Like many teenagers, my daughter and her friends use an app called Study Bunny, which allows them to time their revision sessions. Sounds great, right? Well yes, until somebody posts their five-hour Study Bunny revision score on Snapchat and your teen starts freaking out.

“It’s like Strava for revision and it only serves to make a dent in your teenager’s self-esteem,” says Tanya Goodin, author of The Teenage Guide to Digital Wellbeing. Instead, she recommends initiating a conversation with your teenager to find out what their tech habits are going to look like for the next few weeks. “Rather than reacting angrily whenever you see them scrolling, talk to them. We know smartphones are distracting and addictive by design, so point out how much more they’ll get done if they keep their phone out of the room when they’re studying. Encourage them to turn off notifications, leave their phones outside their room at night, and watch your own tech habits too. They’re less likely to be sensible if they see you scrolling all the time.”

Prioritise sleep over revision

“Sleep is important for memory and learning,” says Dr Neil Stanley, a sleep consultant and former director of sleep research at the University of Surrey. “Imagine their brains as a desk with mountains of paperwork on it. When they’re asked a question their brain thinks, ‘Give me a minute and I’ll find it.’ Sleep is the filing fairy who comes in and tidies everything away and puts it all in order, so when they read an exam question their brain can retrieve it from the files almost immediately. Rather than imposing strict bedtimes, explain the messy desk story to them so that they see sleep as an effort-free way to boost their revision.” 

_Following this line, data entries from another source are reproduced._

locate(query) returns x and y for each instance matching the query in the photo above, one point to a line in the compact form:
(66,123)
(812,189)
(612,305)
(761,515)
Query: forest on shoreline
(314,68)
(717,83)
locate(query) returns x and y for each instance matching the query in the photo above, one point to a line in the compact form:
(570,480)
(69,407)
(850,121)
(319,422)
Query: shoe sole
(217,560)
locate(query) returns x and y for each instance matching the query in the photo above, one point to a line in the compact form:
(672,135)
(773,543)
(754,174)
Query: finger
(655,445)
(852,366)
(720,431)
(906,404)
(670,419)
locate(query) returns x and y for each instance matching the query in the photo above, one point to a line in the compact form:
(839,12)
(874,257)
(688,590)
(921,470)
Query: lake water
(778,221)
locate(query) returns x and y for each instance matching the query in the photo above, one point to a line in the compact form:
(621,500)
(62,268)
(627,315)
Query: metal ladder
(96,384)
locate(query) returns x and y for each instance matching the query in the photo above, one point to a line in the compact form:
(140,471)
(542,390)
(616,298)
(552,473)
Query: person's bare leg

Besides aiming for a good eight hours, Stanley suggests a regular bedtime, which improves sleep quality. “Studies show if we keep to a regular sleep schedule, we find it easier to fall asleep and are more likely to wake up energised. Lastly, adopt good sleep habits yourself: exam season is tough on everybody, and a parent who is well rested is less likely to have a short fuse.”

Focus on their process — not their results

“The biggest anxiety driver for kids is thinking about results day in August,” says the psychologist Dr Linda Papadopoulos. “Instead, help them focus on the process rather than the outcome. Shift your thinking from, ‘Hey, do you think you’ll get a 9?’ to ‘What’s your plan today?’ This helps to give them a sense of control, by encouraging them to focus on the act of revision rather than worrying about the final results.”

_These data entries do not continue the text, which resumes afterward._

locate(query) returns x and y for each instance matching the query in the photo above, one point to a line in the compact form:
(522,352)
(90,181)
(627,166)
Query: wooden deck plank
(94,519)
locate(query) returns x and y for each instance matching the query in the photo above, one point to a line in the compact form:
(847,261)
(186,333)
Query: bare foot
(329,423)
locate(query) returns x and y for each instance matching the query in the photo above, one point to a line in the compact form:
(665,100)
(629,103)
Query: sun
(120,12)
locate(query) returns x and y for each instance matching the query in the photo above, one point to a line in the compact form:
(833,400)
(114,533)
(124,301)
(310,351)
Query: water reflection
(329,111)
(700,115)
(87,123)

Help them to get the basics right, which means they’re eating, sleeping and moving well, because that’s where things can fall apart. “Movement reduces cortisol, which is the body’s primary stress hormone, so get them out for a walk whenever you can,” Papadopoulos says. Research shows that 20 minutes is enough to lower cortisol levels. “This will also help your own stress levels. Lastly, remember that you need to set the emotional temperature of the house so keep your own anxiety in check.”

Get them to eat well — start with a brain-boosting smoothie

“Steady energy levels are key for focus,” says the dietician Helen Bond, who suggests prioritising balanced meals (“Whole grains, lean protein and healthy fats”), proper hydration (“Which helps keep their brain sharp”) and eating regularly to avoid energy slumps.

“If your teen is struggling with nerves, boosting their breakfast is a quick win to calm them down,” adds the nutritionist Sam Rice, author of Supercharge Your Diet. “Start with three tablespoons of Greek yoghurt and a tablespoon of chia seeds; the latter are loaded with omega-3 fatty acids that help lower cortisol. For a serious brain boost, add a handful of frozen blueberries, as studies show their antioxidant content can sharpen memory recall for up to six hours. Lastly, blend with a frozen banana for steady, slow-release energy to bypass the afternoon slump and keep them focused until the last flashcard.”

Be honest with yourself about why you want them to do well

“A lot of parents are losing their heads right now,” says Cary Cooper, a stress expert and professor of organisational psychology and health at Manchester Business School. He sees the most pressure among middle-class parents who have done well for themselves but didn’t do as well as expected at school or university. “They don’t want their children to repeat their mistakes. I also believe some parents see their child’s academic success as a form of their own, like a good job or a nice house. ‘Look what we achieved, we have a child with straight nines!’”

Instead of asking a teenager “Have you studied? How many hours?” try “How are you feeling?”, he suggests. “An emotionally intelligent parent knows their own child and knows when to nudge them into working harder and when to lighten the pressure. Take them for a nice breakfast at the weekend, order their favourite takeaway midweek, or offer to watch their favourite TV show with them.”